Search places by text query.
Combines text search with optional location bias.
"""
# Text search in Elasticsearch
text_results = await self.elasticsearch.search(
index="places",
query={
"bool": {
"must": [
{"match": {"name": query}}
]
}
}
)
if location and radius_meters:
# Filter to radius
results = [
p for p in text_results
if self._haversine_distance(location, p.location) <= radius_meters
]
# Re-rank with location bias
results.sort(key=lambda p: self._rank_place(p, location))
else:
results = text_results
return results
async def autocomplete(
self,
input: str,
session_token: str,
location: Optional[Tuple[float, float]] = None,
types: Optional[List[str]] = None
) -> List[dict]:
"""
Provide autocomplete suggestions as user types.
Optimized for low latency with prefix search.
"""
# Get prefix matches from trie-based index
suggestions = await self.autocomplete.prefix_search(
input.lower(),
limit=10,
types=types
)
# Add location bias if provided
if location:
for s in suggestions:
distance = self._haversine_distance(location, s["location"])
s["distance_meters"] = distance
suggestions.sort(key=lambda s: (
-s.get("popularity", 0) + s["distance_meters"] / 10000
))
return suggestions[:5]Key Metrics & Scale
| Metric | Value |
|---|---|
| Monthly Active Users | 1B+ |
| Countries Covered | 220+ |
| Road Network | 25M+ miles mapped |
| Street View Coverage | 10M+ miles |
| Daily Routing Requests | Billions |
| Route Calculation Time | < 500ms |
| Tile Requests/Second | Millions |
| Traffic Update Latency | < 2 minutes |
| Location Updates/Day | Billions |
| Places in Database | 200M+ |
Key Takeaways
Tile-based rendering - Pyramid of pre-rendered tiles at each zoom level. Vector tiles enable client-side styling and smooth zoom.
Contraction hierarchies - Pre-compute shortcuts to reduce routing from O(n) to O(log n). Critical for real-time route calculation.

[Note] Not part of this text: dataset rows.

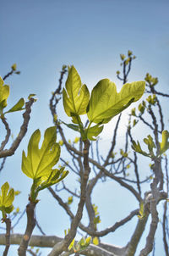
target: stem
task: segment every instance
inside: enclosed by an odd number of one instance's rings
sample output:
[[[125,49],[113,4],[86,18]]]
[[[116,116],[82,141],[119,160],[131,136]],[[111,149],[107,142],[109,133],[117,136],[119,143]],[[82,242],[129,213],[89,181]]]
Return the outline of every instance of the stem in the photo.
[[[20,246],[18,249],[19,256],[26,256],[26,250],[35,226],[35,208],[36,203],[30,202],[26,205],[27,225]]]
[[[3,256],[7,256],[8,255],[8,249],[9,249],[9,247],[10,247],[10,231],[11,231],[11,220],[9,218],[6,218],[3,220],[3,221],[5,222],[6,224],[6,234],[5,234],[5,244],[6,244],[6,247],[5,247],[5,250],[3,252]]]

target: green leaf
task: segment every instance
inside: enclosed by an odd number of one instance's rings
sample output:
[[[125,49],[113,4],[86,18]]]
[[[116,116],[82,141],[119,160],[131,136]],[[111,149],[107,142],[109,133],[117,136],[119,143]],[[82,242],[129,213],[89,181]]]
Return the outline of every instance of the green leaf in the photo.
[[[97,124],[93,127],[90,127],[89,129],[86,129],[86,136],[87,138],[90,141],[95,141],[96,136],[103,131],[104,125],[100,126],[101,124]]]
[[[28,145],[28,155],[22,154],[22,171],[34,180],[49,176],[52,169],[60,157],[60,146],[56,142],[57,127],[46,130],[42,146],[39,148],[41,132],[36,130],[31,136]]]
[[[79,130],[79,125],[74,125],[74,124],[66,124],[64,123],[63,121],[62,121],[63,124],[64,124],[65,125],[67,125],[68,128],[74,130],[74,131],[79,131],[80,132],[80,130]]]
[[[85,246],[89,246],[90,243],[90,241],[91,241],[91,237],[88,237],[85,239]]]
[[[3,114],[3,109],[7,106],[7,99],[9,96],[9,86],[3,85],[3,81],[0,76],[0,114]]]
[[[136,81],[123,85],[117,92],[116,85],[108,79],[100,81],[93,88],[87,109],[90,122],[106,124],[112,117],[138,101],[144,92],[145,82]]]
[[[23,97],[21,97],[13,108],[11,108],[8,111],[5,112],[4,114],[24,110],[25,109],[23,109],[24,105],[25,105],[25,100]]]
[[[93,244],[95,244],[95,245],[98,245],[99,244],[99,239],[98,239],[98,237],[94,237],[93,238]]]
[[[73,241],[71,242],[69,247],[68,247],[68,250],[71,250],[72,248],[74,248],[74,238],[73,239]]]
[[[60,170],[55,169],[52,171],[49,176],[43,176],[40,181],[37,181],[38,182],[36,186],[38,187],[35,188],[36,192],[39,192],[41,190],[43,190],[48,186],[57,184],[62,180],[63,180],[68,174],[68,170],[63,170],[64,167],[62,167]]]
[[[14,71],[16,71],[17,65],[16,65],[15,63],[12,65],[11,69],[12,69]]]
[[[85,85],[82,85],[76,69],[72,66],[66,81],[66,90],[63,91],[64,110],[68,116],[86,114],[90,92]]]
[[[165,130],[162,131],[162,142],[160,143],[160,153],[162,154],[169,148],[169,132]]]
[[[14,200],[14,190],[9,189],[9,185],[5,182],[1,187],[0,194],[0,210],[3,212],[3,216],[5,218],[5,214],[10,214],[13,209],[13,202]]]
[[[73,203],[73,196],[72,197],[68,197],[67,203],[68,204],[71,204],[72,203]]]

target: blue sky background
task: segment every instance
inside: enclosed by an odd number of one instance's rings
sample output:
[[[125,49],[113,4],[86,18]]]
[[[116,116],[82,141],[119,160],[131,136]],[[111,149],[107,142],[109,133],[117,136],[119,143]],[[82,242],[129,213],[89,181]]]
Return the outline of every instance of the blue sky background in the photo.
[[[90,89],[99,80],[106,77],[115,81],[119,89],[121,83],[116,78],[116,71],[120,69],[119,54],[127,53],[130,49],[137,58],[134,61],[129,81],[143,80],[145,74],[150,72],[159,78],[160,88],[169,92],[168,10],[168,0],[1,2],[0,75],[6,75],[14,63],[17,64],[21,71],[20,75],[13,75],[6,81],[11,86],[8,106],[14,105],[21,97],[26,98],[30,93],[35,93],[38,97],[32,109],[27,136],[15,155],[8,159],[0,176],[0,186],[8,181],[11,186],[22,191],[21,195],[16,198],[16,206],[18,203],[24,209],[29,193],[28,187],[30,186],[30,181],[20,171],[21,152],[23,148],[26,149],[29,138],[35,129],[40,128],[43,132],[52,125],[48,109],[49,98],[57,85],[63,64],[74,64],[82,81]],[[167,114],[166,111],[167,108]],[[59,113],[62,118],[65,117],[62,109]],[[8,120],[14,136],[21,124],[20,116],[20,113],[8,114]],[[3,134],[2,131],[1,139]],[[103,134],[106,147],[110,140],[108,130],[105,130]],[[123,141],[122,134],[121,139]],[[71,186],[73,178],[70,179]],[[102,186],[100,184],[94,195],[94,203],[99,205],[99,211],[102,211],[103,214],[101,230],[112,224],[112,217],[115,221],[117,218],[120,220],[121,215],[124,217],[123,212],[127,209],[126,213],[128,213],[128,204],[133,208],[132,203],[135,203],[130,195],[128,200],[123,200],[126,191],[121,192],[114,183],[107,186],[106,189],[104,187],[104,192],[107,190],[111,195],[111,198],[105,198]],[[122,203],[114,196],[114,191],[117,190]],[[103,200],[101,200],[101,196]],[[39,213],[40,223],[45,222],[42,225],[45,231],[48,235],[63,236],[64,229],[68,227],[68,218],[63,218],[63,211],[55,205],[47,192],[42,192],[40,198],[37,215]],[[106,203],[110,204],[108,211],[101,210],[101,207],[106,208]],[[118,206],[118,209],[117,203],[122,207]],[[52,209],[52,212],[46,212],[44,209],[46,208]],[[55,223],[50,221],[52,216],[56,219]],[[23,227],[24,222],[21,222],[16,227],[16,231],[23,231]],[[128,230],[127,226],[123,233],[119,231],[117,236],[117,233],[112,234],[103,241],[124,245],[130,235]],[[158,234],[161,236],[160,231]],[[159,255],[159,252],[161,254],[161,247],[157,242],[155,255]],[[0,252],[1,250],[3,248],[0,247]],[[11,248],[9,256],[13,253]],[[42,255],[46,255],[46,251]]]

S2 geometry - Hierarchical spatial indexing for efficient geo queries. Cells at multiple levels enable range queries and covering.
Crowd-sourced traffic - Aggregate anonymous device location updates. Map matching converts GPS to road segments.
Multi-scale detail - Different map features visible at different zoom levels. Roads simplify at lower zooms, POIs appear at higher zooms.
Edge weight updates - Traffic conditions update edge weights in real-time. Routing uses current weights, not just distance.
Probabilistic geocoding - Parse addresses into components, score multiple interpretations, return ranked candidates.
Extensive pre-computation - Tile generation, routing hierarchies, traffic patterns computed offline. Online queries just look up results.